Sitting in the gallery of the House of Lords ten years ago, I was so happy to be part of the passing of the Same-Sex Marriage Act. It was an historic moment for same-sex couples and for UK society as a whole. It was also an extra delight because, as well as immediately providing for same-sex marriages in England and Wales, the new law introduced a new legal category for humanist marriages and a mechanism by which the UK Government could, with ease, introduce those marriages whenever it chose. Unfortunately, ten years later the Government has still not done so.
In the months following the passing of this Act, we met many times with Government officials and had many encouraging meetings where we were assured that progress was just around the corner. The reason for a few months of delay was put down to the need to carry out a consultation.
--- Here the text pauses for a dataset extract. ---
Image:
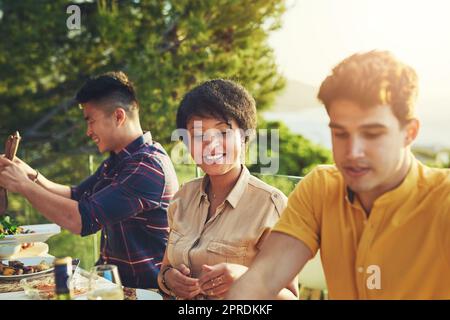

Fair enough.
A decade later however, thousands of couples have been let down, denied the marriage of their choice. I know many couples who’ve gone through the frustrating process of having two ceremonies: the personalised, values-driven and authentic humanist ceremony that aligns with their beliefs, and then the civil marriage with a registrar that’s required to be married in the eyes of the law. It’s an expensive two tier system. I also know couples who have chosen not to marry at all, some for over a decade, waiting in humanist limbo.
The case for legal recognition is a strong one, so strong in fact that when six humanist couples took a case to the High Court in 2020, the Judge said that ‘the present law gives rise to discrimination’. She ruled in favour of the Government on the basis of a then ongoing Law Commission marriage review and that the Justice Secretary’s ‘stated desire to consider any reform on a wholesale rather than piecemeal basis’ was legitimate. But three years later, we’re still waiting – that review having long since finished.
In Scotland, where they gained legal recognition in 2005, humanist marriages have risen in number from 85 in the first year to over 6,000 in 2021 – some 26% of the total. In Northern Ireland where they were legally recognised five years ago, they are the fastest growing type of marriage. Public support is also high, with a YouGov poll revealing that nearly 70% of the British public support the legal recognition of humanist marriages in England and Wales.
One thing that is promising is that the UK Opposition does support our calls. In 2021 the Labour frontbench called for their immediate legal recognition highlighting the Government’s ‘total blind spot’ when it came to humanist marriages. Nonetheless, we continue to call for the Government to enact recognition of humanist marriages as soon as possible. If it continues to delay, it risks leaving all the credit to Labour for what will prove to be a hugely popular reform.